Week 1, Book 1
I just finished the first book of my 52 in 52 adventure and I am still crying as I type this. I can't really remember a time that a book has evoked such emotion in me. I flew through the pages in a matter of 2 days. I couldn't put it down. The book I am speaking of is If I Am Missing or Dead by a local author named Janine Latus.
I was a little apprehensive about starting off with such heavy reading...and by "heavy" I mean content not quantity of pages. Also, I thought starting with non-fiction might be a little boring to start off the new year. I'm not typically a non-fiction reader unless it's a biography about drug addicted rock and rollers or bisexual poets. However, an article I read in a local newspaper piqued my curiosity enough to check it out from work.

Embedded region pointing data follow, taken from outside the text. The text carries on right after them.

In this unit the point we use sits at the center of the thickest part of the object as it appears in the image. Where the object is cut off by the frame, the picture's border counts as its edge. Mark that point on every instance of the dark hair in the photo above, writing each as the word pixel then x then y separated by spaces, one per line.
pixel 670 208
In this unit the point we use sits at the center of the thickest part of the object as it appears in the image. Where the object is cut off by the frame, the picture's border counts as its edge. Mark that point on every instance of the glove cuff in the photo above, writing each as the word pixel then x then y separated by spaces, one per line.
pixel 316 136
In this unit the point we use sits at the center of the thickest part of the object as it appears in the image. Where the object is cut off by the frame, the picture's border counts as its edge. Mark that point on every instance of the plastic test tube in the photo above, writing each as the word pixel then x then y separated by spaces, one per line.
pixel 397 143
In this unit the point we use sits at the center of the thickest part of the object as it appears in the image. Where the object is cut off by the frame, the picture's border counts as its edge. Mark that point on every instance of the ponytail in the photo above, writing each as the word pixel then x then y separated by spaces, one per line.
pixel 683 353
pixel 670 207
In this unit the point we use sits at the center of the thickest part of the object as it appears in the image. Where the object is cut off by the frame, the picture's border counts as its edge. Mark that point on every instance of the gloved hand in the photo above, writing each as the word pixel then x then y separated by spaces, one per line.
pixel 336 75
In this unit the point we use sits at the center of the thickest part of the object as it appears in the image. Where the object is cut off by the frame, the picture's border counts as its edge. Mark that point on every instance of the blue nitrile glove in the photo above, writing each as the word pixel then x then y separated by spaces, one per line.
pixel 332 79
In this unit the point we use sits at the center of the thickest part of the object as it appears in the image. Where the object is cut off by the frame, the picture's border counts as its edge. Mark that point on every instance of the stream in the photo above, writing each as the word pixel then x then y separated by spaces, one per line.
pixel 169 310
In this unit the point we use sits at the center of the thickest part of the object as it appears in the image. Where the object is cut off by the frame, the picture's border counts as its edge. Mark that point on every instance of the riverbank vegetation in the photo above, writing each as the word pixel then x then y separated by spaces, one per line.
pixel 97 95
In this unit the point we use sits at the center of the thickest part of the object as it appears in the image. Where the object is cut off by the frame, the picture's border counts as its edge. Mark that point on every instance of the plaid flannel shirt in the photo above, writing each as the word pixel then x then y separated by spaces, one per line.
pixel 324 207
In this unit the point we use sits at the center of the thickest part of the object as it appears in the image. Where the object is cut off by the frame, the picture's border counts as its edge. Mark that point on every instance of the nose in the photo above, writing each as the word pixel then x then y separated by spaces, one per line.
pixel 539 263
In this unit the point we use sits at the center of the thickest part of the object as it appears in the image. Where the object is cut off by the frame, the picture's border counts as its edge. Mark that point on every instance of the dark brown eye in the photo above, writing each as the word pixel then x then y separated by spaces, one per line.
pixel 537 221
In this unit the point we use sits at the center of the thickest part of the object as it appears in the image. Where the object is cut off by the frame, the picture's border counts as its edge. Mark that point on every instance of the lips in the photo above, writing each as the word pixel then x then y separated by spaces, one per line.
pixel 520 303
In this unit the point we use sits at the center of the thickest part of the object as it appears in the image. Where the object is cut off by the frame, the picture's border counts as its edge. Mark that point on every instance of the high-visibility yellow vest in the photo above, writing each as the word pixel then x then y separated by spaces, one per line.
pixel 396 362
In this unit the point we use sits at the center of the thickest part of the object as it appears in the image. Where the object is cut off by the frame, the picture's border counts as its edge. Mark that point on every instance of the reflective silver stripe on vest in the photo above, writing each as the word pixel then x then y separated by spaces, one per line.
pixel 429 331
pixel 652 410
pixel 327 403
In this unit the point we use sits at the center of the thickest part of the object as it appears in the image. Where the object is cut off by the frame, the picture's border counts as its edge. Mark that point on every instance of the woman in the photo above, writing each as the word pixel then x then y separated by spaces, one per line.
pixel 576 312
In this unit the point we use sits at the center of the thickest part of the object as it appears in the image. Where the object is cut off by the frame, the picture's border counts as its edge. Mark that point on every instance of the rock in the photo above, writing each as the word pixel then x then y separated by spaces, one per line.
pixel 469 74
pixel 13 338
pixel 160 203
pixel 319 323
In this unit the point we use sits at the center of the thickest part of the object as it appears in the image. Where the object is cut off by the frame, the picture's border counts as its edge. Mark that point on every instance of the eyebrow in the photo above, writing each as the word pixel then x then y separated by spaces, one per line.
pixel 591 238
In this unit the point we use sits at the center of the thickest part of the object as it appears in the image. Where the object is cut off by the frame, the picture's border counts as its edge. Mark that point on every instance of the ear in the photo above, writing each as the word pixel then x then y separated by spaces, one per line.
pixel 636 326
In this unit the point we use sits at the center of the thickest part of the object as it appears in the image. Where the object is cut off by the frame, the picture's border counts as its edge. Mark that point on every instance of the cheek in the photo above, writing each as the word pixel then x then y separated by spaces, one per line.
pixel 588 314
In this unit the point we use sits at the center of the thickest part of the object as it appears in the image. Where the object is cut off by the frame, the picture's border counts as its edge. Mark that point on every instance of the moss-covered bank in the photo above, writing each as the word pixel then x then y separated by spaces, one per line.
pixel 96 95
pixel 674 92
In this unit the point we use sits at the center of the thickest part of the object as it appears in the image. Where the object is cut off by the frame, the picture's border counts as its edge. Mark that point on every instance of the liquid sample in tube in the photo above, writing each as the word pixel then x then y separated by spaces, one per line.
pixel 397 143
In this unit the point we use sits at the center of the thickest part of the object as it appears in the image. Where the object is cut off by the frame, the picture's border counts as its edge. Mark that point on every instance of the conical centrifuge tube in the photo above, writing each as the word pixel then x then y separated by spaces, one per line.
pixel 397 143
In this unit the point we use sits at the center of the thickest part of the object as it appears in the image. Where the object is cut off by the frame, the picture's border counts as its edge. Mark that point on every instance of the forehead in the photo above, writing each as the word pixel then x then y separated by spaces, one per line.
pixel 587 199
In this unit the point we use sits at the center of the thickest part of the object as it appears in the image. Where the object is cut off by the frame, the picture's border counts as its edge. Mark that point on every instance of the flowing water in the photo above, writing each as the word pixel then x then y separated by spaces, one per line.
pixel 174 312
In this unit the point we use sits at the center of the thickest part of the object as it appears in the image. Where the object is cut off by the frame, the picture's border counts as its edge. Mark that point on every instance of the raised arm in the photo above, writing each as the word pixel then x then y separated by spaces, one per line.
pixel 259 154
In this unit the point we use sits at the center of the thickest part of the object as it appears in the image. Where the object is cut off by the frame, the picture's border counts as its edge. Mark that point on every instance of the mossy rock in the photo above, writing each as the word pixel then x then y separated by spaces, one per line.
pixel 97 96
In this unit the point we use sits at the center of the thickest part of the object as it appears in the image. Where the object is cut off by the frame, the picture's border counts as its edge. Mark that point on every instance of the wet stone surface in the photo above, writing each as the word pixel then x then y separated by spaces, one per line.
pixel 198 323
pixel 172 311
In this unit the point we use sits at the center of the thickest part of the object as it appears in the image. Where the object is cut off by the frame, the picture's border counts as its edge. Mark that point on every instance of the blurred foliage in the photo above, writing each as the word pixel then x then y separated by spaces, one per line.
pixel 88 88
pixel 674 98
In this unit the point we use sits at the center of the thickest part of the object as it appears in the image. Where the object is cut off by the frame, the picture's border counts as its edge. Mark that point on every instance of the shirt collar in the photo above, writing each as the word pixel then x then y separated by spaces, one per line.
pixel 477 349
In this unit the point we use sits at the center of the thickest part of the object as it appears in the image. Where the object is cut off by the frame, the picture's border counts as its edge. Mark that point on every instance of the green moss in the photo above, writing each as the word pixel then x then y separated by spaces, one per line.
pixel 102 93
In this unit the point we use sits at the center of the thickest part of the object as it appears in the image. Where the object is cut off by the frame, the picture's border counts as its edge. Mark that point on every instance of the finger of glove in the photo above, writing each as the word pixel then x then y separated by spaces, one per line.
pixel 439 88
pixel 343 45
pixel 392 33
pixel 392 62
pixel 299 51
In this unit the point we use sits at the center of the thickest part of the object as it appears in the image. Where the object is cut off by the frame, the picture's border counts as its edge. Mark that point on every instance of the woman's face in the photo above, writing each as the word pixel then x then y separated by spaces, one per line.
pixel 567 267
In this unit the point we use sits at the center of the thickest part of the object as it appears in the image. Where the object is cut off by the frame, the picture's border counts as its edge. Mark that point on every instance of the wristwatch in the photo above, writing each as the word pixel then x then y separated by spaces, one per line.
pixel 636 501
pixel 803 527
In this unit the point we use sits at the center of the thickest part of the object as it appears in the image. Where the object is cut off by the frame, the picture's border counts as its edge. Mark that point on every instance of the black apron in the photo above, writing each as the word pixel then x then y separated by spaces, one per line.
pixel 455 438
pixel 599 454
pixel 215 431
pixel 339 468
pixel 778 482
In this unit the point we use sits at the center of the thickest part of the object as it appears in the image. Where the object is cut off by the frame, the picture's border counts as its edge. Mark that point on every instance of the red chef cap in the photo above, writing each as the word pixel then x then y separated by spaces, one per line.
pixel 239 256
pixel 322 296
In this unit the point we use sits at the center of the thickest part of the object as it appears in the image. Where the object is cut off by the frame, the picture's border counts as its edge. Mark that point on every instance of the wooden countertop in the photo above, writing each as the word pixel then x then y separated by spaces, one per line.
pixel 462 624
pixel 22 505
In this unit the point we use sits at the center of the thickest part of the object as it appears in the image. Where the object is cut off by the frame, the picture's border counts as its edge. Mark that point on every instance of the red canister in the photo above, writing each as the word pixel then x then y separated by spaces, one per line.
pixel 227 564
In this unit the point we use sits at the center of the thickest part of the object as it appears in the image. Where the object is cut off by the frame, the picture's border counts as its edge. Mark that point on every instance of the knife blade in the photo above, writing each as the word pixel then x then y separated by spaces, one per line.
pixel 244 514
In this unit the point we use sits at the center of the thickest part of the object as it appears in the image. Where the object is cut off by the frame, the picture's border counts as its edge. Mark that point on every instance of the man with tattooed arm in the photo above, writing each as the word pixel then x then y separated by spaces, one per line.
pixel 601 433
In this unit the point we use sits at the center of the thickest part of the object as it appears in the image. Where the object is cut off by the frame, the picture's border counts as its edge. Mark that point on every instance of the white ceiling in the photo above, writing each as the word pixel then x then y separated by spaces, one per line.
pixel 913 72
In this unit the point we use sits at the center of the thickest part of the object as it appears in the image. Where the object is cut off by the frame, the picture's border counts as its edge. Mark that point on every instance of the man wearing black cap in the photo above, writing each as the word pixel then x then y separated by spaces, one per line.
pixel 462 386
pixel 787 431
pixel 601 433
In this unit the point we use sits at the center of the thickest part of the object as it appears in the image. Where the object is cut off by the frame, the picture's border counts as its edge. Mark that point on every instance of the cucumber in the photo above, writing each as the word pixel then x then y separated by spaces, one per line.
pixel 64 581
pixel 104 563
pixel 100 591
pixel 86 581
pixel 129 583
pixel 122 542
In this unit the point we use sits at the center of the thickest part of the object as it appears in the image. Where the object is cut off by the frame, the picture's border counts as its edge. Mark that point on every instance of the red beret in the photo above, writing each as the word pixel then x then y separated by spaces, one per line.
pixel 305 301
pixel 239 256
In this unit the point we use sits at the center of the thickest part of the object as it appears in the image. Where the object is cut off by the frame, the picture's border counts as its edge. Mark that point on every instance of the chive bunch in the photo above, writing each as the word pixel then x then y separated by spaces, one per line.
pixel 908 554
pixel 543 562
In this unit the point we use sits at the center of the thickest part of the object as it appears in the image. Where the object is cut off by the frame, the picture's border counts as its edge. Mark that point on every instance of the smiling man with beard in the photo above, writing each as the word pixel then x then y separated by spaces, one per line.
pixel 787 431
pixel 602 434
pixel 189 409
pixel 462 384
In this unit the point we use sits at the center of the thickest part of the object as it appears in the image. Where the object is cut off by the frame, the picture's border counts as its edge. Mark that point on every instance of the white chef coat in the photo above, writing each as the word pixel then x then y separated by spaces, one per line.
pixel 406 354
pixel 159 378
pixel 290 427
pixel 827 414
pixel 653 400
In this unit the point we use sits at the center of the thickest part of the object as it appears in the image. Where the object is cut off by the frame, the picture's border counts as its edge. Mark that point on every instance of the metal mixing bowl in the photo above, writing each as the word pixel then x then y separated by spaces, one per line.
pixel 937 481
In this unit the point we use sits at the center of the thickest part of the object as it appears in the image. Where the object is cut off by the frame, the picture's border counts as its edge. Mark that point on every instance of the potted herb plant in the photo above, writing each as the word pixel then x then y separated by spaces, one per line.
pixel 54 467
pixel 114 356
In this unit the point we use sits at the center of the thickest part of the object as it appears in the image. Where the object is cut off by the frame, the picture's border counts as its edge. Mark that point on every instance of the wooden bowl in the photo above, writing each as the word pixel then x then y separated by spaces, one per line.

At first, it's not what I expect. The article in the paper convinces me it's a biography about Amy Latus (the author's sister) who was murdered by her live-in boyfriend. I am expecting to read about her life, the abuse, the murder. I don't. Instead, I read about the author's life. She is eloquent, honest, and overall a very good writer. My interest is held as she recounts stories of her own childhood. She has a father who holds her a little too close and insists on kissing her on the mouth. She struggles with her own budding sexuality and new found ability to make men notice. But she also struggles when men take advantage of this sexuality and take it without her consent- repeatedly. Soon she is an adult who has learned to associate sex with love. He has sex with me so he must love me, she says...I know it is the sex that keeps me safe.
Eventually, she musters up the courage to leave her physically abusive boyfriend only to marry her emotionally abusive husband. He convinces her to get breast implants and to wear short skirts and stiletto heals when she's much rather wear jeans and a t-shirt. If she refuses to dress like a whore he takes it as rejection and tells her she can't do anything right. So she concedes. She concedes to let strangers peek at her underwear. Concedes to let all the other PTA mothers look away in shock. Concedes to make out or fuck anywhere and at any time of day. All these concessions made for love. If she is good and quiet and doesn't disagree she will be loved.
I read all this in fascination and wonder why anyone would stay. That's not love, I think. I don't know what it is, but it's not love.
As the story of her life progresses she drops in conversations with her sister Amy. Amy has met a man on the internet. He loves her and they are moving in together. The sisters correspond and share stories of the man in their life. Janine says she walks on eggshells in hopes that her husband will stay calm and won't blow up at her. Amy says her new man has a previous criminal record and is arrested again for DUI. Amy asks Janine, "Why do you stay?"
The answer is, "because he loves me."
Janine asks Amy the same...and the answer is the same.
Unfortunately, this is the case for many battered women...or really for anyone in a bad or abusive relationship. You convince yourself that your situation isn't so bad. You convince yourself that this is what love is like. However, you can't understand why your neighbor down the street doesn't leave her husband or why your friend won't leave his cheating wife. For some it's easier said than done.
There is always someone who is willing to help, but you just can't see it. Janine and Amy don't see it. It is too late. Ron Ball murders Amy Latus in July 2002 and claps in triumph during his sentencing.
I cry reading these sad events and as type this. I see myself on some of these pages. How many times have a shut up and conceded to keep the peace? I've done things I didn't want to do just to have a moments peace. I know I have. I cry because this has been me in the past and could be anyone I love right now.
I read the acknowledgments and see:
"To the people at Elliott's Fair Grounds, who knew when to respect my silence and when to lift me from the dark place."
I realize that Janine Latus is local. Elliott's Fair Grounds is a local coffee shop that Justin and I frequent. It sends a shiver down my spine to think that this is really happening to people next to me at the coffee shop, at work, in the grocery store.
I asked Justin last night if he would ever punch me in the stomach. We laughed about it and I said, "who are these people who are punching women in the stomach and who are these women being punched in the stomach?"
I'm afraid that now I know the answer.